Regardless of his conservative commitments, Taft saw the need for responsible reform. In the immediate postwar years, he recognized the need for federal aid to education, for social welfare legislation that assisted the poor, and for federal support for public housing. Out of political necessity, Taft became more partisan as the 1950 senatorial campaign approached, convinced he had to win reelection in Ohio by a large margin if he was to establish himself as a frontrunner in the primary campaign for the 1952 presidential election. Moderate Republicans spurned Taft and doubted that the serious, partisan senator could successfully head a national ticket. His support, nevertheless, was essential to the 1952 Eisenhower presidential campaign.

Taft’s service as Senate majority leader proved indispensable to President Eisenhower during the early months of his first term, helping the president navigate the byways of the nation’s capital. Even after his diagnosis of cancer in April 1953, he continued to work at his senatorial duties until he died in July 1953.

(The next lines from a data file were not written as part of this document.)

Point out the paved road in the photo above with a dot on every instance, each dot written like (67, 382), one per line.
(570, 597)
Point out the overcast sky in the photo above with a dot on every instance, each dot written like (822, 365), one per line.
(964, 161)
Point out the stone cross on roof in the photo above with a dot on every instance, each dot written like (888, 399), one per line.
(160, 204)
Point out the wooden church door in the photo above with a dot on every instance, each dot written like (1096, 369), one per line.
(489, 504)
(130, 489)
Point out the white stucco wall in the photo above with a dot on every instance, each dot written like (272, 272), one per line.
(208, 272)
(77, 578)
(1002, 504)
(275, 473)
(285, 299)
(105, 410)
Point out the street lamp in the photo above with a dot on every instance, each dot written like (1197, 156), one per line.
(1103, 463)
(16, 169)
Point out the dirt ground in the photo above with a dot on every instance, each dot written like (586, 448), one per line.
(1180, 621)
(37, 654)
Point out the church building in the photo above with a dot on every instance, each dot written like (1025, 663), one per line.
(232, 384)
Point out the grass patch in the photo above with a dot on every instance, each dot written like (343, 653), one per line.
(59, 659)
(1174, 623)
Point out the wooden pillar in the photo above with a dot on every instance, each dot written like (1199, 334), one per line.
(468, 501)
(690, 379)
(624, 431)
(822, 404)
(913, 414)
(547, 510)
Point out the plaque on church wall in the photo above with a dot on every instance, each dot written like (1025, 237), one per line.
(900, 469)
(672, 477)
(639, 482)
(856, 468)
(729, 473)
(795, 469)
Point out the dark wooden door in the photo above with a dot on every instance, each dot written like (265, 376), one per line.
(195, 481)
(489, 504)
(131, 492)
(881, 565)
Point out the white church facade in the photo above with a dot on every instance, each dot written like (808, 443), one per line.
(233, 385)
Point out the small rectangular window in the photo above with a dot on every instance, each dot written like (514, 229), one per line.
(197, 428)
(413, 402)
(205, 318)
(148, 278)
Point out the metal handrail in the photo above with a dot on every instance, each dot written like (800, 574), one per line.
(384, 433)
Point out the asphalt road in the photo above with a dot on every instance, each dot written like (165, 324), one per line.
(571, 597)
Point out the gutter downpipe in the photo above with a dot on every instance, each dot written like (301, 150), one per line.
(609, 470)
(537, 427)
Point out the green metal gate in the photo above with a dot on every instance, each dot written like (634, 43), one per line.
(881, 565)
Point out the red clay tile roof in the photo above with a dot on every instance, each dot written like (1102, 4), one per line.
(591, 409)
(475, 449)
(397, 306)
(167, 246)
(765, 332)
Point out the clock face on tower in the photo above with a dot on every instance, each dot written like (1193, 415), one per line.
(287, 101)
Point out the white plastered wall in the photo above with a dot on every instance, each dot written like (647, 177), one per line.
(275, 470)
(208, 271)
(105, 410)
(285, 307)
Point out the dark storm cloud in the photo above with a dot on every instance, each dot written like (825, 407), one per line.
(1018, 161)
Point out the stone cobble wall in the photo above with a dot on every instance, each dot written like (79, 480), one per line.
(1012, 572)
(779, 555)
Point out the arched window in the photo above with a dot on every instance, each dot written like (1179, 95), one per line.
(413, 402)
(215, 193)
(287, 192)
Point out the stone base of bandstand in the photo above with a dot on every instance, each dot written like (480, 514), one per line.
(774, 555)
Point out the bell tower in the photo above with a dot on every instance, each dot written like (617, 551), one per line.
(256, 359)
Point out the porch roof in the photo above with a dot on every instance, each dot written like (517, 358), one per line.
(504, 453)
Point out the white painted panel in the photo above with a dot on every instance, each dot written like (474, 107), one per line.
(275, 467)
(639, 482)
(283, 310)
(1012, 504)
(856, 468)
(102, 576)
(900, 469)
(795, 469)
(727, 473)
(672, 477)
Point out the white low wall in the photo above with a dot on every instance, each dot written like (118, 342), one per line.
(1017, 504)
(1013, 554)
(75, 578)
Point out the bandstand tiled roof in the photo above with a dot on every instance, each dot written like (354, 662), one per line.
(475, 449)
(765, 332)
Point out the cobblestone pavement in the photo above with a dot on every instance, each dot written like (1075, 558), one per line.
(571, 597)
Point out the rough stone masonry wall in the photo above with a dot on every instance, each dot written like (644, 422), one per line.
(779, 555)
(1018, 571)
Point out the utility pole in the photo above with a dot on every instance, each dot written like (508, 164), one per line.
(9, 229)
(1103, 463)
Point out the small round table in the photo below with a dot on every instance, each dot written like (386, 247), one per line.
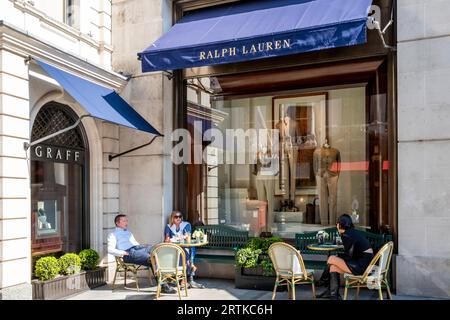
(328, 247)
(191, 244)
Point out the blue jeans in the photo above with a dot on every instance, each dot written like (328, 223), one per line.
(190, 255)
(139, 255)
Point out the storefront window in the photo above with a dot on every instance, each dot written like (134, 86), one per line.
(58, 172)
(308, 156)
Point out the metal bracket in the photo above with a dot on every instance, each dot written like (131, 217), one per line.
(168, 74)
(111, 157)
(381, 33)
(27, 60)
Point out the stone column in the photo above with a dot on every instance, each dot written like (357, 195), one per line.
(145, 174)
(423, 260)
(110, 142)
(15, 243)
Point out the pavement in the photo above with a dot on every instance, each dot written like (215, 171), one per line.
(216, 289)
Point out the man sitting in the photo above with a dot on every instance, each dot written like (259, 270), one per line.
(121, 243)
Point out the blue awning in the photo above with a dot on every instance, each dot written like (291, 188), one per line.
(100, 102)
(257, 29)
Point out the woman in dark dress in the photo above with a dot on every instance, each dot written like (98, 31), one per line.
(357, 256)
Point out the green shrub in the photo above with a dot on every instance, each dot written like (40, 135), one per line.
(89, 259)
(46, 268)
(254, 243)
(267, 242)
(267, 265)
(247, 257)
(69, 263)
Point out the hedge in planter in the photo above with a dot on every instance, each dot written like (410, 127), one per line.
(254, 269)
(47, 268)
(89, 259)
(52, 285)
(70, 263)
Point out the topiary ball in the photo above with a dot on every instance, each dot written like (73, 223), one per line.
(70, 263)
(46, 268)
(89, 259)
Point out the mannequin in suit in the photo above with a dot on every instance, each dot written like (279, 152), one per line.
(265, 171)
(289, 137)
(327, 166)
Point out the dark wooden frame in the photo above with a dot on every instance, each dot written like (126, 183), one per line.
(85, 227)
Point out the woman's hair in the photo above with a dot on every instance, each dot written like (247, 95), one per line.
(172, 215)
(345, 222)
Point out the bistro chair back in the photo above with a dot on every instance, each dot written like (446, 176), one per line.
(169, 263)
(289, 268)
(376, 274)
(126, 268)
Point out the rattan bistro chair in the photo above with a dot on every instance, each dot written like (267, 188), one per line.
(290, 268)
(375, 276)
(166, 258)
(124, 267)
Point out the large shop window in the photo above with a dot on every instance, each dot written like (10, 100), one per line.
(315, 147)
(58, 178)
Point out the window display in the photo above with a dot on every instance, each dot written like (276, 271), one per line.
(313, 164)
(47, 218)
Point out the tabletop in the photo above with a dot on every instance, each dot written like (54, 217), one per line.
(191, 244)
(324, 247)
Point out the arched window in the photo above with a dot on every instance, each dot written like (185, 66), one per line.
(59, 180)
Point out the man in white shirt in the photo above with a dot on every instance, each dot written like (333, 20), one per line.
(121, 243)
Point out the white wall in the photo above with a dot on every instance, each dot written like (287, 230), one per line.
(91, 41)
(146, 174)
(423, 263)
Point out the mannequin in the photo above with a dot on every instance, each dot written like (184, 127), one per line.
(266, 170)
(327, 162)
(289, 137)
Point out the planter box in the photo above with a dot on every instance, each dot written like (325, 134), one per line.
(67, 285)
(254, 279)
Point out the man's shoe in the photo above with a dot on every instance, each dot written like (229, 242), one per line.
(195, 285)
(166, 289)
(324, 278)
(325, 294)
(335, 279)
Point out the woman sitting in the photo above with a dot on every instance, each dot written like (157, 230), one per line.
(177, 228)
(356, 257)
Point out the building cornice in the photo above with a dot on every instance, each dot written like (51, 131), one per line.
(26, 45)
(68, 30)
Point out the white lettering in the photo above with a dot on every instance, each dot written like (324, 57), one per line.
(38, 151)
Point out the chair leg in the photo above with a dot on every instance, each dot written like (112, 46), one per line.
(114, 280)
(137, 281)
(345, 291)
(158, 289)
(389, 292)
(275, 288)
(288, 285)
(293, 289)
(178, 287)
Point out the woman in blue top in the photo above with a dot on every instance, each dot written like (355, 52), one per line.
(179, 228)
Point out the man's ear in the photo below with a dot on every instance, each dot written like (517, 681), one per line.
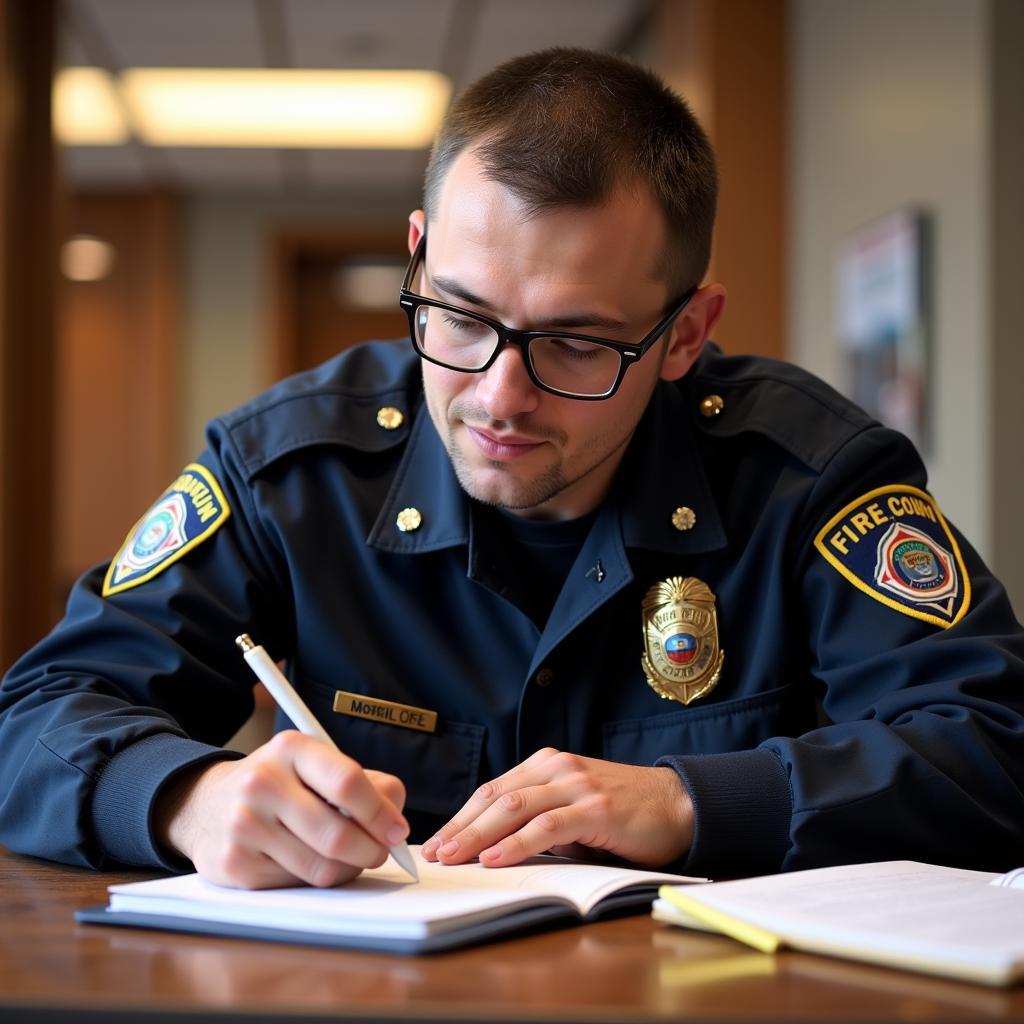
(417, 227)
(692, 328)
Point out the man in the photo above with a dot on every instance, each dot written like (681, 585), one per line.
(564, 577)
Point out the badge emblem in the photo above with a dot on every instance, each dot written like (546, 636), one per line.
(894, 545)
(681, 659)
(190, 510)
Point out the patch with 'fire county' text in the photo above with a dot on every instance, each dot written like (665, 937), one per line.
(894, 545)
(190, 510)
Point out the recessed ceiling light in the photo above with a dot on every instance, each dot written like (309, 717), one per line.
(85, 257)
(86, 110)
(213, 107)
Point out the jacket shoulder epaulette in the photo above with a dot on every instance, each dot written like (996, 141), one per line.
(793, 408)
(336, 402)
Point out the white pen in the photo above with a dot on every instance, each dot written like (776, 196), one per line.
(291, 704)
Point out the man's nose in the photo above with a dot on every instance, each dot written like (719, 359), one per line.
(505, 389)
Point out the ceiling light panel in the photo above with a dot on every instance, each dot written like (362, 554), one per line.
(285, 108)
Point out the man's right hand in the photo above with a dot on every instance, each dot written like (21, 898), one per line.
(271, 818)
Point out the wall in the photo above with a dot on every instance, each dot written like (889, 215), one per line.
(1007, 296)
(890, 108)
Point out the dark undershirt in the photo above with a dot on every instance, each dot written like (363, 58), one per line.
(536, 556)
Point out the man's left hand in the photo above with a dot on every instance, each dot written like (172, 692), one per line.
(558, 802)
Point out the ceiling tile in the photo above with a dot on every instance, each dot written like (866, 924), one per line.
(103, 166)
(177, 34)
(368, 169)
(507, 30)
(212, 168)
(370, 34)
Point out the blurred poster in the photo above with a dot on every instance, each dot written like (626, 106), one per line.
(883, 321)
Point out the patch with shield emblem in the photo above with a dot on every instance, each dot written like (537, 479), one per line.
(682, 659)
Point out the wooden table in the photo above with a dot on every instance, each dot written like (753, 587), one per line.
(633, 969)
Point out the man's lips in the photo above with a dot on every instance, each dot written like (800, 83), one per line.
(502, 446)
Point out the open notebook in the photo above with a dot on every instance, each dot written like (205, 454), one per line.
(383, 908)
(943, 921)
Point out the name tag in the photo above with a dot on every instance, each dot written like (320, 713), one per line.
(359, 706)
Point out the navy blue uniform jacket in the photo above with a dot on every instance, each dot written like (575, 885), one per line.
(852, 720)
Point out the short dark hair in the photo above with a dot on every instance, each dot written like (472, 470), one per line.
(564, 127)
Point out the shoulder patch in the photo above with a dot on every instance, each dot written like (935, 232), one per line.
(894, 545)
(190, 510)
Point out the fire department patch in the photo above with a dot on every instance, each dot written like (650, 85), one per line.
(894, 545)
(189, 511)
(681, 659)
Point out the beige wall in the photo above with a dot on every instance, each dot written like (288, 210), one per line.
(892, 104)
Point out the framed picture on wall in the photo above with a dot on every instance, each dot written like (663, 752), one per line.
(885, 320)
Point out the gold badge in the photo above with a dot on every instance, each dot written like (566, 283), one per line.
(682, 659)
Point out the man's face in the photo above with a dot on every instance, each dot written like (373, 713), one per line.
(590, 270)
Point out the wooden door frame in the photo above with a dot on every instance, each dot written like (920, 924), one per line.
(289, 246)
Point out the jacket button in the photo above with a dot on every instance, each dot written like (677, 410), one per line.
(712, 406)
(409, 519)
(390, 418)
(683, 518)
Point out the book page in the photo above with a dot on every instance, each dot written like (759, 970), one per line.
(896, 907)
(385, 900)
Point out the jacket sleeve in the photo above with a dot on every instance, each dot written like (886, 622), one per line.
(132, 687)
(921, 754)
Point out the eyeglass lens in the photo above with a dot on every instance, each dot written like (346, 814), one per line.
(463, 342)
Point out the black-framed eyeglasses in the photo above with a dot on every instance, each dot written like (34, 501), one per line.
(572, 366)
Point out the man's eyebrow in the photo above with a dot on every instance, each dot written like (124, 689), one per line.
(449, 287)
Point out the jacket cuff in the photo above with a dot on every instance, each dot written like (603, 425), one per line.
(127, 788)
(742, 805)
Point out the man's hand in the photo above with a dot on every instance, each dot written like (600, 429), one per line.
(271, 818)
(555, 800)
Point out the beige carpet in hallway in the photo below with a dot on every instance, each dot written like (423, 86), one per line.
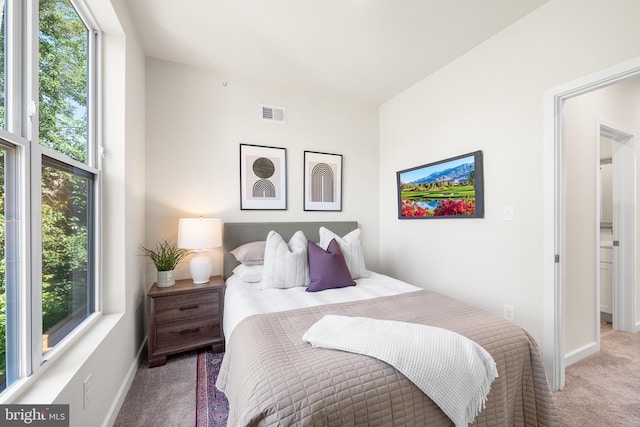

This volume completes the contribution that The Papers of Robert A. Taft provides to the study of United States political and diplomatic history, Ohio history, and conservative political theory.


Clarence E. Wunderlin Jr. is professor of history at Kent State University. He is the author of Visions of a New Industrial Order: Social Science and Labor Theory in America’s Progressive Era and coeditor with Larry I. Bland and Sharon R. Ritenour of The Papers of George Catlett Marshall, Volume 2.